Prosecutor Becky McGregor, outlining the case at the city's crown court, said the defendant was supposed to have no contact whatsoever with the woman under the terms of a restraining order.

But on December 23 last year, immediately after his release from prison on licence for offences that included a serious assault on the woman’s brother, he began making contact with her.

He was released halfway through a four-and-a-half-year sentence, the court heard. For four of five days over the Christmas period, he persistently sought to contact the woman, sending her social media messages, and calling her.

He made some of those calls in the early hours of the morning, including 36 calls alone around the Christmas Day period. The court heard that the victim had made one 18-second call to Park, possibly making the defendant believe that was an invitation to further contact, said Judge Nicholas Barker.

Miss McGregor said of the victim: “She wants no contact with this defendant. This was unwanted contact across the festive period which she said left her scared to return to her home. She said in a statement that she feels the defendant is still trying to control her. She is scared of the defendant and doesn’t want to live her life in this way.”

Park’s criminal history includes 20 previous offences, including a domestic assault on the same victim, who did not provide a victim personal statement.

Judge Barker said that what aggravated the offences were that immediacy with which they were committed following Park’s release from jail and the persistence.
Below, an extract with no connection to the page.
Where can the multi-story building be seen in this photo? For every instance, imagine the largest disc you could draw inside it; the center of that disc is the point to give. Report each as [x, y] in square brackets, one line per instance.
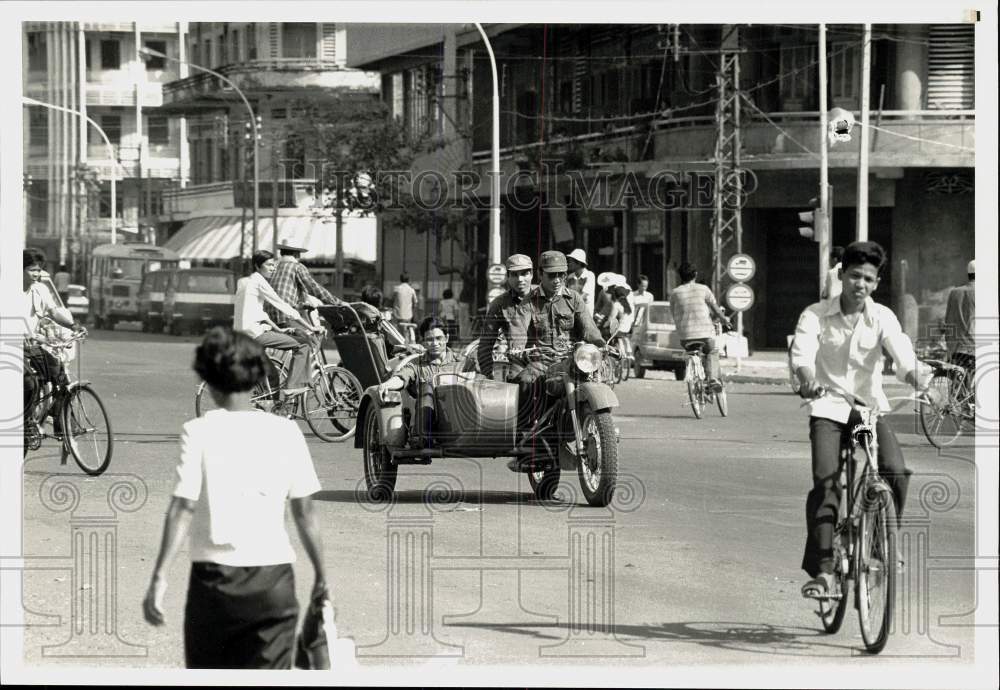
[95, 68]
[275, 66]
[626, 105]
Defence barrister Russell Davies pointed out that there had been no attempt to physically visit the victim and nor was she in any way directly threatened or intimidated.

Judge Barker said Park now faced the prospect of serving in full his four-and-a-half-year sentence as a result of his recall to prison and he would not be released until March, 2024. “You were persistently and continually seeking to have contact with your former partner,” said the judge.

“It may well be that you thought there was some kind of invitation to contact her, although the phone traffic seems to clearly show she made one call of 18 seconds over this period whereas you made multiple, multiple calls in one form or another.

“Whatever belief you had… you should know that your requirement under the restraining order was to have no contact with her at all. You have a very poor record for compliance.”

The judge confirmed that the 14-month jail term he was imposing for the two restraining order breaches would not delay the defendant’s release date from the sentence he has been recalled to finish.

The judge added: “You must learn now, first and foremost, that court orders mean court orders and they will be complied with.

“If you or any other defendant does not comply the court will use its ultimate sanction and lock you up.”